Regarding the memory chips, you only have 2GB of RAM, I understand that you are using a single stick or maybe a 2GB set, right? The OP is using 3GB which is a strange memory configuration...That's why I suggested checking his RAM for problems.

If you however want to check your RAM for errors try searching Google or this forum for "Memtest", you will probably find a lot of entries with detailed explanations on what to do. Feel free to ask if you need more information.

As for the PSU, I don't have any experience with Coolmax PSUs. Modern graphics cards rely on the PSU's +12V rail(s) to get power. If those rails can't provide enough current then you may experience restarts, reduced performance etc.

You should check the sticker on the side of your PSU (or its manual):

You will be able to see something like that:

+12V1 18A
+12V2 18A
+12V3 18A

I suggest using a PSU with at least three +12V rails with a current rating of 18 amperes for a modern high end card. I found one Coolmax unit with two +12V rails, both rated at 19 amperes. That's probably your PSU, it can't be considered high end but I guess it will be sufficient for your system. Unless you start having problems again I believe it's enough, IMO don't worry. 

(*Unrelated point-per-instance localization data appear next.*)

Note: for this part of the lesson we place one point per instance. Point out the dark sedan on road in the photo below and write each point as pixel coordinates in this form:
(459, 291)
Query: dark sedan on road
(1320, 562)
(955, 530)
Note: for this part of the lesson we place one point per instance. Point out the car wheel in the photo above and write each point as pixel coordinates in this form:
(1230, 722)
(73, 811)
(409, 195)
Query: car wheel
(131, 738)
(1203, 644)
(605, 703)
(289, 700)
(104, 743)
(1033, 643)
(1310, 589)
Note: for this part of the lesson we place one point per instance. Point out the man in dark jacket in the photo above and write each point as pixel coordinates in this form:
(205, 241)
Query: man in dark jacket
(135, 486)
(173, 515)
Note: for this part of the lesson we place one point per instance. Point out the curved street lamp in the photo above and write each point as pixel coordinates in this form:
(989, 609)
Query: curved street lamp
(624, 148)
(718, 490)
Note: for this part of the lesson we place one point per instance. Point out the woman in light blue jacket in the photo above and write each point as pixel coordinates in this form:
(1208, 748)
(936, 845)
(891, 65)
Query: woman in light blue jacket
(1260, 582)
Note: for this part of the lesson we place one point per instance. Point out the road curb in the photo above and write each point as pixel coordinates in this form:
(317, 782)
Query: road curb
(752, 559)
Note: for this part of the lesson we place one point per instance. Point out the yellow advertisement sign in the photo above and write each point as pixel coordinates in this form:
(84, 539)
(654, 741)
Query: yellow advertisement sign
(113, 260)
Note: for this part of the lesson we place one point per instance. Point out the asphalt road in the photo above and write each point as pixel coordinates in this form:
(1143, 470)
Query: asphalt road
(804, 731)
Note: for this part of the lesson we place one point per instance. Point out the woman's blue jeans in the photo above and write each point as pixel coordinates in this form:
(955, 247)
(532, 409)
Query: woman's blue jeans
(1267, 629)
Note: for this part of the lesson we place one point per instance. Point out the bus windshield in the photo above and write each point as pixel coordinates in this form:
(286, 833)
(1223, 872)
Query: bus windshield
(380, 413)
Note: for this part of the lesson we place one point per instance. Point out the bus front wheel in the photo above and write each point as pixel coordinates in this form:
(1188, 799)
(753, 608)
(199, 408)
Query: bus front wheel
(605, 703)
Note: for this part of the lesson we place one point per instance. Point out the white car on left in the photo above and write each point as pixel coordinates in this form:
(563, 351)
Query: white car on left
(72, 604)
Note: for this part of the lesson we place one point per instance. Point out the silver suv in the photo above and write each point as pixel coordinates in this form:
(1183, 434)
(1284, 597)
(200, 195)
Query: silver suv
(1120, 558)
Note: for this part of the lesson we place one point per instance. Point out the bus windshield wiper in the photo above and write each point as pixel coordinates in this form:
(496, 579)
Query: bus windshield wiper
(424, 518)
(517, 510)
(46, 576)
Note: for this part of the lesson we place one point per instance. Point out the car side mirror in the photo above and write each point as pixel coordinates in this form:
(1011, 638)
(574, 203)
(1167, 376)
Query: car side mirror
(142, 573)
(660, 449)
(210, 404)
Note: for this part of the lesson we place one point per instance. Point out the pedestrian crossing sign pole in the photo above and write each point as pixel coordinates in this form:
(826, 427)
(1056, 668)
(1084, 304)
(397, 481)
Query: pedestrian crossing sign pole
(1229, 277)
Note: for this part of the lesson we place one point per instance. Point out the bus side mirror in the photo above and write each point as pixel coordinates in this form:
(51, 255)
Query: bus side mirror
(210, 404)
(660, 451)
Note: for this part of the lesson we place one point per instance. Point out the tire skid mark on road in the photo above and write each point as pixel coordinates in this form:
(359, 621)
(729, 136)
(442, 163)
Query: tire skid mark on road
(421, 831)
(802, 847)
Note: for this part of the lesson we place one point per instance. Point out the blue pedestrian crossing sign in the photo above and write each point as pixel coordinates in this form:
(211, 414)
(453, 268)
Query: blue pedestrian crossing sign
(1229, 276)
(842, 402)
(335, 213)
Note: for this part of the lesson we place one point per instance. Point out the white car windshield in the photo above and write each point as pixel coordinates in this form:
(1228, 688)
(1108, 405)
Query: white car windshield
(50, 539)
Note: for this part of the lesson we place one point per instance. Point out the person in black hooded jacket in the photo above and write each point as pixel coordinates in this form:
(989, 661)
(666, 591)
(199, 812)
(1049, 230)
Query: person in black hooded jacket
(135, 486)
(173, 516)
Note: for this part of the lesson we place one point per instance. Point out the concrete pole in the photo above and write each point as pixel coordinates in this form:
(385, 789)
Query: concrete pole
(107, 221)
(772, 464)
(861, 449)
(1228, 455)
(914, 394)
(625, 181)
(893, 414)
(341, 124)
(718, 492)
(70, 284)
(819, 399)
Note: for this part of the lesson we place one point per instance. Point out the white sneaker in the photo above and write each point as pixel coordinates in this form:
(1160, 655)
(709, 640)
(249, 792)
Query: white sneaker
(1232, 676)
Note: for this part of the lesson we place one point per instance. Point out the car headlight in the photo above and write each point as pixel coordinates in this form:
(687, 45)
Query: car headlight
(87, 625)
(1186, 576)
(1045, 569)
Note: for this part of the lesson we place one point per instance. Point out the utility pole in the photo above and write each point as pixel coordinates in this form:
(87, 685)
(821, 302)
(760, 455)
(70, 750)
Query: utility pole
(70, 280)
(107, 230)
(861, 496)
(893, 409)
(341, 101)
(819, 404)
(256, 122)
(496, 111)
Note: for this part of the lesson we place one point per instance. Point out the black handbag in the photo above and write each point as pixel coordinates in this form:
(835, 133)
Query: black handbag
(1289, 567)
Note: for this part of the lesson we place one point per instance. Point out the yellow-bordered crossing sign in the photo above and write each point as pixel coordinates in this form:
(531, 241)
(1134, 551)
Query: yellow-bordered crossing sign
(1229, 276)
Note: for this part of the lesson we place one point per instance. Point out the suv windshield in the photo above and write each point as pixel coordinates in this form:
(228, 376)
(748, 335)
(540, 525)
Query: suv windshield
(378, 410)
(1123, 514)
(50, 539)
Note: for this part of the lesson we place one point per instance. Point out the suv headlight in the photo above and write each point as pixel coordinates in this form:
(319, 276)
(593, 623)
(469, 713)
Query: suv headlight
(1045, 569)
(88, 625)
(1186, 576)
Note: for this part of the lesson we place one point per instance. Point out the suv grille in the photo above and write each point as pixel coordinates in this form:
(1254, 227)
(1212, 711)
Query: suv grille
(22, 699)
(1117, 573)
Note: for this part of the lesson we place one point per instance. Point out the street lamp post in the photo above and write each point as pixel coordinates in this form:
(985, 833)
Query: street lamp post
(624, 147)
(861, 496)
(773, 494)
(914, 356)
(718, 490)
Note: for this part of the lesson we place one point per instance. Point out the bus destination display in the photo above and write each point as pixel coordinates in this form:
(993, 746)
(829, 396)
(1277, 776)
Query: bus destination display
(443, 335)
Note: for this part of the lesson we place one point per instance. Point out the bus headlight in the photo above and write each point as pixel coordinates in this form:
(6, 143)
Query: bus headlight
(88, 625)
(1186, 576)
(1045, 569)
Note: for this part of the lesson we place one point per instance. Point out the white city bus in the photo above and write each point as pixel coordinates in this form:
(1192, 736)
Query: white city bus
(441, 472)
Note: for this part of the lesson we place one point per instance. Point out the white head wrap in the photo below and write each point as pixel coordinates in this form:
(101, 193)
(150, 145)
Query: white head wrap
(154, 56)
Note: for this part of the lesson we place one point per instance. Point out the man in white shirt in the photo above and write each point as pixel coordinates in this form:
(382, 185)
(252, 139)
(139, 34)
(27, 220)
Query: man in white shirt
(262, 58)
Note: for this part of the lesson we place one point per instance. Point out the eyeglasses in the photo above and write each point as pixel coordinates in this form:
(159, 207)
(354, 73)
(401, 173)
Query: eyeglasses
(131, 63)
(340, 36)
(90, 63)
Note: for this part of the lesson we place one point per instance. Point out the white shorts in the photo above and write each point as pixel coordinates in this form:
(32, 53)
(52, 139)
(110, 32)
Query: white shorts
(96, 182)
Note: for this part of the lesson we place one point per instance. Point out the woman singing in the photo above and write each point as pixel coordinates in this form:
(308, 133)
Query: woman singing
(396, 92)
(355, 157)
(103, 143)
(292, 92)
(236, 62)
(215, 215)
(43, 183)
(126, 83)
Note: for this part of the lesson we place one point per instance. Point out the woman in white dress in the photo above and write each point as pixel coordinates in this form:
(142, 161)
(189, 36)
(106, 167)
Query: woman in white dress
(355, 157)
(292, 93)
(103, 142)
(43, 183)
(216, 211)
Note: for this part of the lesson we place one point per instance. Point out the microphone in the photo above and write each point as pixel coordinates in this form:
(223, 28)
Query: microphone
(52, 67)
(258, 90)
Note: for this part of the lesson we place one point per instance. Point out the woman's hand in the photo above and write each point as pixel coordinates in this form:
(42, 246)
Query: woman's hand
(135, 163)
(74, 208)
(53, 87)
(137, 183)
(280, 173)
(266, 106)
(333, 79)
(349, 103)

And no worries, you aren't bothering anyone! That's why we use this forum, to ask for help and provide help if we can!

Cheers!


----------



## john48 (Jan 2, 2009)

Hi Mosquito, well just as I thought all was well, out of the blue after a few hours over a few days playing DA it happens again, computer shuts down. I reboot, start the game again, and within 5 minutes, down again. I reboot and don't play the game, computer is fine. I play another game, computer is fine. Play DA again, down she goes. I'm at a loss. My PSU by the way has 2 12v. any ideas??


----------



## MartinMorrison (Nov 15, 2009)

Hi sorry for the late reply been nerding it out in Dragon Age.

I run it in Windows XP service pack 2 mode and it works flawlessly now, not a single crash. Yes, I've got 3 Gigs of RAM which is a bit weird but they are synced and compatible with each other. 

There is something definitely wrong with the game and how it works with quad cores in W7, perhaps just some error that causes them to be overworked so much that your PSU fails or something. It's not a hardware error...... running it in XP mode should work.


----------